Coder Social home page Coder Social logo

img-rec's Introduction

基本功能

  • 调用摄像头拍照并识别照片中的物体
  • 加载本地图片或包含图片的文件夹逐张识别

环境依赖

项目基于python3.6开发,推荐使用pycharm打开。没有将venv依赖包目录加入git上传,请自行安装依赖。

  • 安装依赖,在项目根目录下输入pip install -r requirements.txt

主要包含以下模块:

  • opencv或cv2
  • PySide2
  • keras
  • tensorflow

识别模型说明

模型脚本现有两个(Jupyter Notebook编写),Keras_Cifar_CNN_Introduce.ipynb是自行设计搭建的CNN网络,结构及性能如下。

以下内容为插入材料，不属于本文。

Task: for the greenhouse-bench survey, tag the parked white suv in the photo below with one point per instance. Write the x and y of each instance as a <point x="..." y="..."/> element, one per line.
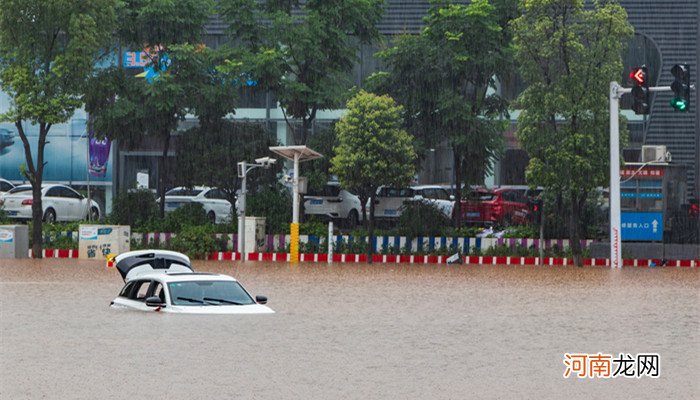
<point x="389" y="201"/>
<point x="334" y="203"/>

_________________________________________________________________
Layer (type)                 Output Shape              Param #   
=================================================================
conv2d_1 (Conv2D)            (None, 32, 32, 32)        896       
_________________________________________________________________
dropout_1 (Dropout)          (None, 32, 32, 32)        0         
_________________________________________________________________
conv2d_2 (Conv2D)            (None, 32, 32, 32)        9248      
_________________________________________________________________
max_pooling2d_1 (MaxPooling2 (None, 16, 16, 32)        0         
_________________________________________________________________
conv2d_3 (Conv2D)            (None, 16, 16, 64)        18496     
_________________________________________________________________
dropout_2 (Dropout)          (None, 16, 16, 64)        0         
_________________________________________________________________
conv2d_4 (Conv2D)            (None, 16, 16, 64)        36928     
_________________________________________________________________
max_pooling2d_2 (MaxPooling2 (None, 8, 8, 64)          0         
_________________________________________________________________
conv2d_5 (Conv2D)            (None, 8, 8, 128)         73856     
_________________________________________________________________
dropout_3 (Dropout)          (None, 8, 8, 128)         0         
_________________________________________________________________
conv2d_6 (Conv2D)            (None, 8, 8, 128)         147584    
_________________________________________________________________
max_pooling2d_3 (MaxPooling2 (None, 4, 4, 128)         0         
_________________________________________________________________
flatten_1 (Flatten)          (None, 2048)              0         
_________________________________________________________________
dropout_4 (Dropout)          (None, 2048)              0         
_________________________________________________________________
dense_1 (Dense)              (None, 2500)              5122500   
_________________________________________________________________
dropout_5 (Dropout)          (None, 2500)              0         
_________________________________________________________________
dense_2 (Dense)              (None, 1500)              3751500   
_________________________________________________________________
dropout_6 (Dropout)          (None, 1500)              0         
_________________________________________________________________
dense_3 (Dense)              (None, 200)               300200    
_________________________________________________________________
dropout_7 (Dropout)          (None, 200)               0         
_________________________________________________________________
dense_4 (Dense)              (None, 10)                2010      
=================================================================
Total params: 9,463,218
Trainable params: 9,463,218
Non-trainable params: 0
_________________________________________________________________

Keras_Cifar_ResNet.ipynb是Kares官网上提供的ResNet程序,包含V1和V2两个版本。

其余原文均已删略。